Docenti di studi internazionali dell'Università di Trento
Stefano Schiavo – Direttore della Scuola di Studi Internazionali e docente
presso il Dipartimento di Economia e Management, Università di Trento
L’iniziativa “Un’Altra Piazza per l’Europa” lanciata da “il Dolomiti” per sabato 15 marzo riporta al centro del dibattito pubblico il tema dell’integrazione europea e interpella l’opinione pubblica su quale sia il senso, la portata e l’attualità del progetto nato dal Manifesto di Ventotene, nel momento storico che stiamo vivendo.
In questi giorni la Scuola di Studi Internazionali si è chiesta quale fosse il modo migliore di contribuire al dibattito e ottemperare al meglio alla “terza missione” affidata all’Università, che richiede agli Atenei di farsi attori di progresso sociale e culturale, e non solo luoghi di formazione e ricerca. Nel rispetto del nostro ruolo, che è quello di stimolare la discussione critica, in questi giorni alcuni docenti della Scuola presenteranno una serie di spunti e contributi al dibattito.

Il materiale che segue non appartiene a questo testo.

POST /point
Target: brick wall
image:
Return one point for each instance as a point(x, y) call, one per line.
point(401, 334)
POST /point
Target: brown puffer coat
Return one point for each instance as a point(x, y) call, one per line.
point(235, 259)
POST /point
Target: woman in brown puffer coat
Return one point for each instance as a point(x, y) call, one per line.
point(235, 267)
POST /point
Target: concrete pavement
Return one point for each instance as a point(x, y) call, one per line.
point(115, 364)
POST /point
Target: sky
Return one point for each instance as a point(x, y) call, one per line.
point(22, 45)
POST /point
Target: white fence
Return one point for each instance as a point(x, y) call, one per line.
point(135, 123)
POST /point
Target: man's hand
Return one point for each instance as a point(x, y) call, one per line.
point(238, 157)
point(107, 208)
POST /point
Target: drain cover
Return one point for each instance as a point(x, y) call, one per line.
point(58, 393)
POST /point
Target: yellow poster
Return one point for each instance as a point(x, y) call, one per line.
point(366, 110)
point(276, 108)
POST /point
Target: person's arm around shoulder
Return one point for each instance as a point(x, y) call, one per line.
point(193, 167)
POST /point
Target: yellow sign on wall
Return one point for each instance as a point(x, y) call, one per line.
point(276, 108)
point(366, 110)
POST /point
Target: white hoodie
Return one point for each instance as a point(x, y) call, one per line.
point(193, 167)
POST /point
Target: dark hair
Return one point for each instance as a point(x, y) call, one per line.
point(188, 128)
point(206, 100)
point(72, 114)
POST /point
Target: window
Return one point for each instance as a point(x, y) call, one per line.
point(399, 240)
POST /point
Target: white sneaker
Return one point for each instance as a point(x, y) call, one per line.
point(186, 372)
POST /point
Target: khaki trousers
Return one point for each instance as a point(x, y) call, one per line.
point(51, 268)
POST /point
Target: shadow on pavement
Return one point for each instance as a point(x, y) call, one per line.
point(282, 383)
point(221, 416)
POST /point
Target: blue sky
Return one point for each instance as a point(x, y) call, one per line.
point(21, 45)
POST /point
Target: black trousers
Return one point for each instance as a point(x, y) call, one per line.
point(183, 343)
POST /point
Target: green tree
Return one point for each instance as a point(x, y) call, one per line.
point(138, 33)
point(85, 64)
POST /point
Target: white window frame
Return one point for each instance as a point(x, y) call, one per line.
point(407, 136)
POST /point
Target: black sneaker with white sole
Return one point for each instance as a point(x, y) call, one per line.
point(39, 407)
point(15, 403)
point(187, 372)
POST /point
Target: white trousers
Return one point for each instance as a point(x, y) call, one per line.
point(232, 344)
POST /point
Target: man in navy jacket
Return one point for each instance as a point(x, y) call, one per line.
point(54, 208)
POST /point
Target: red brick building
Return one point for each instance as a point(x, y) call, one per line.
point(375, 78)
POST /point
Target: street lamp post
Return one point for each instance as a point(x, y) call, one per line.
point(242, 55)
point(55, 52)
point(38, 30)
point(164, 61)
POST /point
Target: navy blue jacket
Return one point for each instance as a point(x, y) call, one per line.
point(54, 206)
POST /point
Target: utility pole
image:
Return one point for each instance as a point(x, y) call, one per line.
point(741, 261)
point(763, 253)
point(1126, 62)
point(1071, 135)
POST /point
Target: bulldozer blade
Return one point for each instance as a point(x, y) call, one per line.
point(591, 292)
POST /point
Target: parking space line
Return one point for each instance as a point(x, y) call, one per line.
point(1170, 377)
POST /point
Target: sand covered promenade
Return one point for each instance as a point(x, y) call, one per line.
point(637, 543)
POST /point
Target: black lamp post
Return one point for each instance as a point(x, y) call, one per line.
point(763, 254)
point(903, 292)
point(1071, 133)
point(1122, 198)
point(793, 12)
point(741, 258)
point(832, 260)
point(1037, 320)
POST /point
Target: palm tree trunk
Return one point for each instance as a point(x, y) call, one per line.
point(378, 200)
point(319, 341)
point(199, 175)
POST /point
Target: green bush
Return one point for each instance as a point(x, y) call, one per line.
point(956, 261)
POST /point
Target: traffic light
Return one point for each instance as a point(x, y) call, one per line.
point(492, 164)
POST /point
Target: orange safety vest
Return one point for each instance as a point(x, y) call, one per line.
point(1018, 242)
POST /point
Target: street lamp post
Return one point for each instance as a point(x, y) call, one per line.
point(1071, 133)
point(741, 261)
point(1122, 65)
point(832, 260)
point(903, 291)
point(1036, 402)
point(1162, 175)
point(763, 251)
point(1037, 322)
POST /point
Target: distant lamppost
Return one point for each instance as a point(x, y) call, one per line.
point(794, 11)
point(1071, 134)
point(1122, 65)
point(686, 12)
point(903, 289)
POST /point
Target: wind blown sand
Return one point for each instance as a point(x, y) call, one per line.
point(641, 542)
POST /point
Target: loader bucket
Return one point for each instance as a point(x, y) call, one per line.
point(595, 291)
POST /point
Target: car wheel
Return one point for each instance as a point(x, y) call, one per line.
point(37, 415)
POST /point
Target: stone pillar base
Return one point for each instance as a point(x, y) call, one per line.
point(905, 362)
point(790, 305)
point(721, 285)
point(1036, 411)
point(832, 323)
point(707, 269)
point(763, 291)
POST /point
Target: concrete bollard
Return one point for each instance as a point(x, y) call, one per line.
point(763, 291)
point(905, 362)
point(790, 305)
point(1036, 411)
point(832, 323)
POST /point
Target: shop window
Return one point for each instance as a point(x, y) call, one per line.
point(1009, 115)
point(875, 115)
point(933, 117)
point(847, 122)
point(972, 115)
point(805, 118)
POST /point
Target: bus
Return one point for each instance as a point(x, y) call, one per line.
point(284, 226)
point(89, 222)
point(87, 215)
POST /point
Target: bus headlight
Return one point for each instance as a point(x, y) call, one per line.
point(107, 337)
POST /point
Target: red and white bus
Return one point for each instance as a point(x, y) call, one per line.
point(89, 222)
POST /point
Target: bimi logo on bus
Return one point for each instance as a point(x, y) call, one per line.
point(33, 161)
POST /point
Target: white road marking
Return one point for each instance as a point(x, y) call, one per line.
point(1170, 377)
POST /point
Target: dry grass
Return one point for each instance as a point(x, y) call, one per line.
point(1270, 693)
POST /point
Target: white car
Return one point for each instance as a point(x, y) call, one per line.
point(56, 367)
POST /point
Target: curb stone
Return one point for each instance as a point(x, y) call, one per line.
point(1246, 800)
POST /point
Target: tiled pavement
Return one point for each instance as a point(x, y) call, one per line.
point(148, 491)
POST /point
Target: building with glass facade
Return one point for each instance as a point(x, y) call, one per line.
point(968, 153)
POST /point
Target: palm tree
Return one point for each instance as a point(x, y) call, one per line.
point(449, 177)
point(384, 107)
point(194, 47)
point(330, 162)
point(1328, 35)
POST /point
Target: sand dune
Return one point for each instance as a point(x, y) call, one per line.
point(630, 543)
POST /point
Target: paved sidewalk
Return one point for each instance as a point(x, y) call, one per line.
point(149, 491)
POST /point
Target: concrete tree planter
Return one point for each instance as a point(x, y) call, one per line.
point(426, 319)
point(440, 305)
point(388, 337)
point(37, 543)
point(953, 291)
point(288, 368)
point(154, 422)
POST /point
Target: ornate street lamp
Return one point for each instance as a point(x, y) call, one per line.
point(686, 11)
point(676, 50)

Sul piano internazionale, le recenti tensioni geopolitiche stanno mettendo in discussione i capisaldi attorno cui si sono sviluppati i Paesi democratici a partire dal secondo dopoguerra: integrazione economica e commerciale, rispetto dei trattati internazionali, stato di diritto, tutela delle libertà individuali. Il cambio di rotta segnato dalla nuova amministrazione americana, la cui portata era stata probabilmente sottovalutata da molti, costringe a interrogarsi su quale sia il ruolo che l’Europa deve giocare nello scenario globale.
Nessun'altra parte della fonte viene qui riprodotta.